June 29, 2007

Editorial

Independence Day 2007

(Listen to this editorial being read)

Did you ever stop to think how remarkable it was that Catholics supported the Revolutionary War and the break of the colonies from England? As we approach this year’s observance of Independence Day next Wednesday, July 4, perhaps we can find some time to think about that.

Catholics living in the colonies demonstrated a remarkable patriotism despite the hostility that most residents displayed toward their faith. For example: In 1774, the British Parliament passed the Quebec Act, which guaranteed freedom of Catholics in Canada to “enjoy the free exercise of the religion of the Church of Rome.”

This act outraged the members of our Continental Congress. It sent a letter to Great Britain expressing “our astonishment that a British Parliament should ever consent to establish in that country [Canada] a religion that has deluged your island with blood, and dispersed impiety, bigotry, persecution, murder, and rebellion through every part of the world.” That’s what Americans at the time thought about the Catholic Church.

At the same time that it expressed such bigotry toward Catholicism in its letter to Great Britain, the Continental Congress wrote to Canada, “We are all too well-acquainted with the liberality of sentiment distinguishing your nation to imagine that difference of religion will prejudice you against a hearty amity with us.”

It then, in March of 1776, appointed a commission to go to Canada to try to gain Canadians’ support for the planned split from England. The commission consisted of Benjamin Franklin, Samuel Chase, Charles Carroll of Carrollton (a Catholic and the wealthiest man in the colonies) and Father John Carroll (who would later become the first American Catholic bishop).

Naturally, the commission had no hope of success because Canadians were well aware of the true feelings of the people to their south concerning Catholicism.
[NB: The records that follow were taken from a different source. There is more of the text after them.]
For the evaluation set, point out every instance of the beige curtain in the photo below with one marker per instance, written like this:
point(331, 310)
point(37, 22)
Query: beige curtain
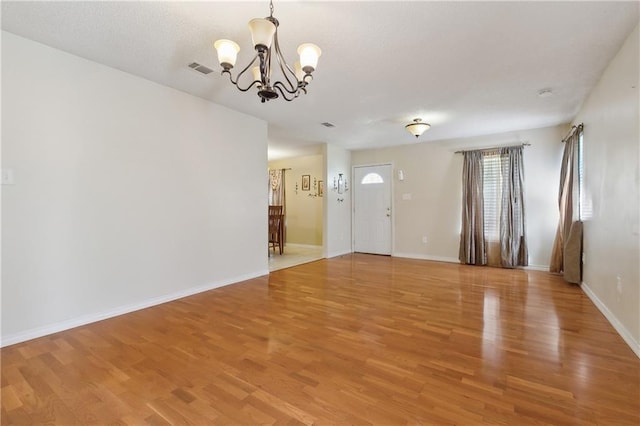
point(473, 247)
point(566, 199)
point(493, 199)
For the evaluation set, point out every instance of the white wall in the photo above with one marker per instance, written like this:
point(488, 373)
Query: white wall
point(433, 181)
point(337, 215)
point(612, 191)
point(304, 212)
point(126, 193)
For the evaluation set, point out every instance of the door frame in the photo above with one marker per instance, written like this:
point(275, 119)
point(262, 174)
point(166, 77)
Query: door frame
point(393, 203)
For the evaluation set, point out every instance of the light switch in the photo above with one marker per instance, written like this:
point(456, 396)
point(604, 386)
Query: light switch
point(7, 176)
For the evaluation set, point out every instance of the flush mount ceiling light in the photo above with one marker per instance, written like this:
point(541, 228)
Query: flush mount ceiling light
point(417, 128)
point(264, 33)
point(545, 93)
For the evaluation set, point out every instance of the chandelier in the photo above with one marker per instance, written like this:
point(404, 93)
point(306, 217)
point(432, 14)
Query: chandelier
point(264, 33)
point(417, 128)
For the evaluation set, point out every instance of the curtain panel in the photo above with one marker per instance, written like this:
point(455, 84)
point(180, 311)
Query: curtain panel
point(473, 247)
point(567, 199)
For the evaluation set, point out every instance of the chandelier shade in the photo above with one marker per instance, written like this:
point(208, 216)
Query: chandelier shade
point(227, 52)
point(270, 73)
point(417, 128)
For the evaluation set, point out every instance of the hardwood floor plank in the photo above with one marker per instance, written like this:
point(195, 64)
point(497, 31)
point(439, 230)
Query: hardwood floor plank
point(356, 339)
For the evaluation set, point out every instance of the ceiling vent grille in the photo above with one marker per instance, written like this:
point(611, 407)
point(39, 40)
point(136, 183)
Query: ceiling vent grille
point(200, 68)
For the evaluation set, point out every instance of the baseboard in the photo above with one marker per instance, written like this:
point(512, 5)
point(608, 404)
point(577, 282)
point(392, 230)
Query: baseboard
point(543, 268)
point(302, 245)
point(36, 332)
point(338, 253)
point(617, 325)
point(426, 257)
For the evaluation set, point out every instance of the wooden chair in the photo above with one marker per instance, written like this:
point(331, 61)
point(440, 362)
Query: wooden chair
point(273, 210)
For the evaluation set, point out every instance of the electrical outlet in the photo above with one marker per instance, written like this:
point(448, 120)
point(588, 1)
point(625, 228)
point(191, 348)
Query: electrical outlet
point(7, 176)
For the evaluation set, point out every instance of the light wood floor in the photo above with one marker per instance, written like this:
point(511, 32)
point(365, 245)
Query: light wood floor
point(357, 339)
point(293, 255)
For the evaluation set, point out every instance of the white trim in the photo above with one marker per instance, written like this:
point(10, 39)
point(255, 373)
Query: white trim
point(302, 245)
point(99, 316)
point(339, 253)
point(543, 268)
point(617, 325)
point(427, 257)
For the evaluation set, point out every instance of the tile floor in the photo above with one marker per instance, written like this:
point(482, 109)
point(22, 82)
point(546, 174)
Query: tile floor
point(294, 255)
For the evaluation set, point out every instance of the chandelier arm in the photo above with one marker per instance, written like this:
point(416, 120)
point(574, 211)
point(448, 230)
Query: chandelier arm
point(236, 83)
point(278, 85)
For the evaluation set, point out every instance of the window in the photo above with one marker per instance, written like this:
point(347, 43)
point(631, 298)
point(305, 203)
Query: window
point(584, 203)
point(492, 194)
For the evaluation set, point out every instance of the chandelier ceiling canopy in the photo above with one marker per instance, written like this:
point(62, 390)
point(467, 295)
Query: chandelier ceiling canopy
point(268, 62)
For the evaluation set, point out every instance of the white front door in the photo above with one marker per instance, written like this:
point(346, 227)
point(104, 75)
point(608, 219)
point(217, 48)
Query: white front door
point(372, 209)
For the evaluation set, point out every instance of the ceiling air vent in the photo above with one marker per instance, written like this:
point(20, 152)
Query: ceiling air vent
point(200, 68)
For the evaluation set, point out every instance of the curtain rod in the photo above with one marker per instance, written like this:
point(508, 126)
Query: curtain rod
point(494, 147)
point(574, 129)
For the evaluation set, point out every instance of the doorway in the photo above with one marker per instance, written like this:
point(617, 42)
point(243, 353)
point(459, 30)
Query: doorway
point(372, 211)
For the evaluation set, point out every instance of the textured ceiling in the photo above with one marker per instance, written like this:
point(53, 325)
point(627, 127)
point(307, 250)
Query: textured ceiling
point(468, 68)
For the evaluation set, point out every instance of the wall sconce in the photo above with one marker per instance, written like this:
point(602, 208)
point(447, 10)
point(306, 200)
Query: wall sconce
point(340, 184)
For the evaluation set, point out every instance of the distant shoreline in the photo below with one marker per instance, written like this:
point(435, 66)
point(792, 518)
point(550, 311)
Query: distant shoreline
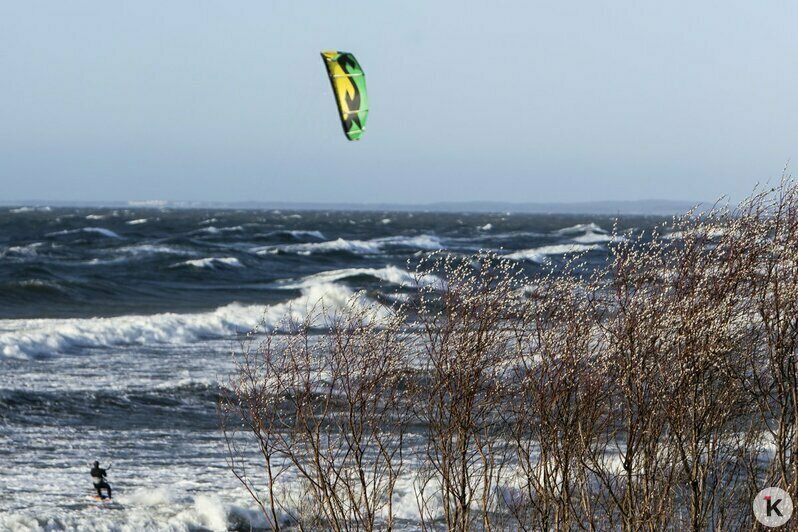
point(652, 207)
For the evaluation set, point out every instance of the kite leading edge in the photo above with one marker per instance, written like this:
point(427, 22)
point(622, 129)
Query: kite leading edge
point(349, 85)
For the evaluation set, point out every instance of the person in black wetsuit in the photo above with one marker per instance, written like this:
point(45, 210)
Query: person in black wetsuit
point(98, 477)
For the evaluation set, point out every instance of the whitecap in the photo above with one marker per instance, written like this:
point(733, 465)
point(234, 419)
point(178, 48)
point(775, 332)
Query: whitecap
point(539, 254)
point(390, 274)
point(211, 262)
point(47, 337)
point(99, 230)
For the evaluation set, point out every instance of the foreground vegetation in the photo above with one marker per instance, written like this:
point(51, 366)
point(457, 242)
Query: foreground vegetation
point(656, 393)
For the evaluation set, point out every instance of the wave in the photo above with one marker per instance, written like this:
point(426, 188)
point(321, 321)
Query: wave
point(539, 254)
point(358, 247)
point(40, 338)
point(350, 246)
point(390, 274)
point(580, 228)
point(426, 242)
point(297, 234)
point(98, 230)
point(26, 250)
point(591, 234)
point(20, 210)
point(212, 230)
point(152, 249)
point(211, 262)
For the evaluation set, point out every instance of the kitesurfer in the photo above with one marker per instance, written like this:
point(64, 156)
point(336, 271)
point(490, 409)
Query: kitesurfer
point(98, 475)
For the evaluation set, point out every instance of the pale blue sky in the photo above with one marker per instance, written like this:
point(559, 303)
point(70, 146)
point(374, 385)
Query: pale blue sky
point(518, 101)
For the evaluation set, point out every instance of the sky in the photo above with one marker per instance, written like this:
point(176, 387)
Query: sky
point(522, 101)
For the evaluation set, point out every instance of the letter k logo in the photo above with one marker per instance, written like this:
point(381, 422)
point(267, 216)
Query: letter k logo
point(772, 506)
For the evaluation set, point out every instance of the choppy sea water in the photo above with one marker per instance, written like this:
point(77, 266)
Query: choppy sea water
point(116, 329)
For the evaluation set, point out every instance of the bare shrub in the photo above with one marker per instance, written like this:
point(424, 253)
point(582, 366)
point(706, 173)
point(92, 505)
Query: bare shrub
point(657, 393)
point(461, 390)
point(328, 407)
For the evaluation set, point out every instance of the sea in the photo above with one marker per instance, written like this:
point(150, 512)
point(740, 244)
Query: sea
point(118, 329)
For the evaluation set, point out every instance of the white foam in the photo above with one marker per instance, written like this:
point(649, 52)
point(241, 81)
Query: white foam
point(391, 274)
point(539, 254)
point(30, 209)
point(361, 247)
point(211, 262)
point(151, 249)
point(352, 246)
point(45, 337)
point(29, 249)
point(580, 228)
point(594, 238)
point(99, 230)
point(426, 242)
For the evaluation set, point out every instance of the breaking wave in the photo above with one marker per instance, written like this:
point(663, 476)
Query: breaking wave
point(45, 337)
point(98, 230)
point(540, 254)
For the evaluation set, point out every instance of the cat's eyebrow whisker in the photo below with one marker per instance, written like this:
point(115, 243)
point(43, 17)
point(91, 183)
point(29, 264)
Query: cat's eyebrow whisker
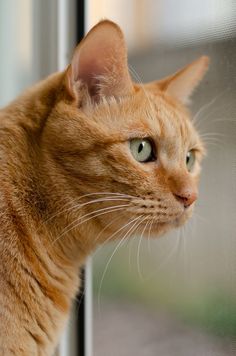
point(97, 213)
point(128, 233)
point(137, 77)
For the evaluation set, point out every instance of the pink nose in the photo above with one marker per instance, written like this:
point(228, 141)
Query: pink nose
point(187, 197)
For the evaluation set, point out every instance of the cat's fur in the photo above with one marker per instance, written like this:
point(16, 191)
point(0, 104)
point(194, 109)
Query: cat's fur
point(64, 144)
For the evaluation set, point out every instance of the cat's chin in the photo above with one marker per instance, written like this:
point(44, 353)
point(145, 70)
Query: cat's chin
point(160, 228)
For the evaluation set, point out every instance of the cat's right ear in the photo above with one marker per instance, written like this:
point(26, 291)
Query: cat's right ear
point(100, 63)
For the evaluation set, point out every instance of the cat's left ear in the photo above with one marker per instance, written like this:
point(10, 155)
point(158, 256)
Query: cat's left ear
point(100, 64)
point(182, 83)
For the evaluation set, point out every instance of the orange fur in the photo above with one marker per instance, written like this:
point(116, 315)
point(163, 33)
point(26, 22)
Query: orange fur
point(65, 156)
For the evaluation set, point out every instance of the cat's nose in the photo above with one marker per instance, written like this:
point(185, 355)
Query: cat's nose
point(186, 197)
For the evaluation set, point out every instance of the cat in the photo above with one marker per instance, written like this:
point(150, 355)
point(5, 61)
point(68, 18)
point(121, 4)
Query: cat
point(87, 156)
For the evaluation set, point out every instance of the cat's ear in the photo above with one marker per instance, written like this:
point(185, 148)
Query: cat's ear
point(100, 62)
point(182, 83)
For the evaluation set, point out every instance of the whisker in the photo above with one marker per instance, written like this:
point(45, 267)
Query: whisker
point(149, 235)
point(138, 251)
point(119, 230)
point(79, 222)
point(133, 227)
point(110, 195)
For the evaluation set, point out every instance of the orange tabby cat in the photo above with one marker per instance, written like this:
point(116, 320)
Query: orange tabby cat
point(86, 156)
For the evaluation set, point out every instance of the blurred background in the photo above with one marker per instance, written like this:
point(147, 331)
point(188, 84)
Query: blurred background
point(176, 295)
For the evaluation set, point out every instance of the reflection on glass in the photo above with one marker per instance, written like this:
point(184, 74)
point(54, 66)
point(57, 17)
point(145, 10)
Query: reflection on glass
point(176, 295)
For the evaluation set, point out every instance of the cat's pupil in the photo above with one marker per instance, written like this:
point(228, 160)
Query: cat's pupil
point(140, 148)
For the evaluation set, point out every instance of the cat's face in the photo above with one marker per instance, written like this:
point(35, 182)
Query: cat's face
point(130, 149)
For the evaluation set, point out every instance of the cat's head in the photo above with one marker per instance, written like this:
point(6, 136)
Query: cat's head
point(125, 153)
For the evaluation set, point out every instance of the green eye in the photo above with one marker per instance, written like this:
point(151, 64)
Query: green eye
point(142, 149)
point(190, 160)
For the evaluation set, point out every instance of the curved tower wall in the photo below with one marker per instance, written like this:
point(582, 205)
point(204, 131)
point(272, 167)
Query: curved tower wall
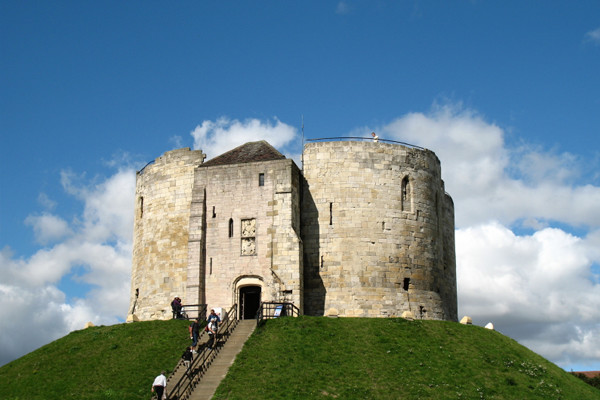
point(161, 231)
point(378, 232)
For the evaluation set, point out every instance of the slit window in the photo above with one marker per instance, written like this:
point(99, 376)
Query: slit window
point(406, 194)
point(406, 283)
point(248, 237)
point(141, 203)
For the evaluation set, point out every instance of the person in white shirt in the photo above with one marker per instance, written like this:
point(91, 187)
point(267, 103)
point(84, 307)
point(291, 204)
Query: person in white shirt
point(159, 385)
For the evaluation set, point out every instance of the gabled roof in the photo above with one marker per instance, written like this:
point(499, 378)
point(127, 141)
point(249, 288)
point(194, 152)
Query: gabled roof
point(249, 152)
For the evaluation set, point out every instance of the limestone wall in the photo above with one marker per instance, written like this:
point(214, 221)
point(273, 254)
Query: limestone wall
point(250, 231)
point(162, 213)
point(376, 228)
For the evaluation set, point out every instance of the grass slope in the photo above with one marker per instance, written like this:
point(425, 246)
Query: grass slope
point(346, 358)
point(105, 362)
point(300, 358)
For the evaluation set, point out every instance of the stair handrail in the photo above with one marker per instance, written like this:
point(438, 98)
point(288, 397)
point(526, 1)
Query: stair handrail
point(182, 389)
point(276, 309)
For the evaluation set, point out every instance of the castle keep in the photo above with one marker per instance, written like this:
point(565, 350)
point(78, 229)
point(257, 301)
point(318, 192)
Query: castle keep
point(364, 230)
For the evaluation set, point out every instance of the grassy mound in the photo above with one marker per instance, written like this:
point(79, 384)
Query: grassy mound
point(105, 362)
point(300, 358)
point(346, 358)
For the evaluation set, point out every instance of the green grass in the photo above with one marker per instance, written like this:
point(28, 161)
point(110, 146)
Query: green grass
point(345, 358)
point(300, 358)
point(105, 362)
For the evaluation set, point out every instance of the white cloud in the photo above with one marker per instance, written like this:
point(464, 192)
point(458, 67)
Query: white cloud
point(540, 288)
point(48, 228)
point(98, 245)
point(536, 288)
point(489, 180)
point(593, 36)
point(217, 137)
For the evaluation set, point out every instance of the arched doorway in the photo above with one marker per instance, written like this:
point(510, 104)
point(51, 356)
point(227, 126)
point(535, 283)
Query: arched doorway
point(249, 301)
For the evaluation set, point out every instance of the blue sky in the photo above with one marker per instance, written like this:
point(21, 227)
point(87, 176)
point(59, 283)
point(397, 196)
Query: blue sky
point(506, 93)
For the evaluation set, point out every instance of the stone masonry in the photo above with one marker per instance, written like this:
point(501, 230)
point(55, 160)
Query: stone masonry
point(365, 230)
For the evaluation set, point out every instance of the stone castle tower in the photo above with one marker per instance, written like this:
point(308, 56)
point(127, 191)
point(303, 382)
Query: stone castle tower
point(364, 230)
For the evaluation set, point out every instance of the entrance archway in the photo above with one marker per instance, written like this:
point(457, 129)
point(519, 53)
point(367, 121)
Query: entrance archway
point(249, 301)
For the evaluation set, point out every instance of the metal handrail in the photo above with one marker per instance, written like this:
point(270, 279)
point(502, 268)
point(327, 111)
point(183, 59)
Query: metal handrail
point(182, 389)
point(274, 309)
point(191, 311)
But why would such prominent Catholics as the Carrolls consent to be part of the mission? Because they both thought that the hostility of the colonists to the Catholic faith was foreign to the American character, and with the spread of correct knowledge about the Catholic Church, Catholicism would eventually come to be regarded in its true light.

Besides, in a few months from the time of that mission, that same Continental Congress would pass the Declaration of Independence, which we celebrate with our holiday, and that document couldn’t have been more Catholic. It said that “all men are created equal,” and that’s what the Catholic Church taught.

It said that we possess inalienable rights flowing directly from the Creator, and that’s what the Catholic Church taught.

Two centuries before Thomas Jefferson wrote the Declaration, St. Robert Bellarmine wrote, “Secular or civil power is instituted by men; it is in the people, unless they bestow it on a prince. … It depends upon the consent of the multitude to ordain over themselves a king, or consul, or other magistrates; and if there be a lawful cause, the multitude may change the kingdom into an aristocracy or democracy.” That principle was echoed in the Declaration of Independence.

Throughout American history, Catholics have demonstrated their patriotism again and again. President George Washington, in a letter to (by then) Archbishop John Carroll, said, “I presume that your fellow citizens will not forget the patriotic part which [Catholics] took in the accomplishment of their Revolution, and the establishment of your Government.”

A hundred years after Archbishop Carroll’s time, we had another great archbishop—Cardinal James Gibbons of Baltimore. In 1916, former President Theodore Roosevelt said to him: “Taking your life as a whole, I think that you now occupy the position of being the most respected and venerated and useful citizen of our country.” President William Howard Taft praised the cardinal’s “single-minded patriotism and love of country on the one hand and sincere devotion to his Church on the other.”

Cardinal Gibbons replied to President Taft, “You were pleased to mention my pride in being an American citizen. It is the proudest earthly title I possess.”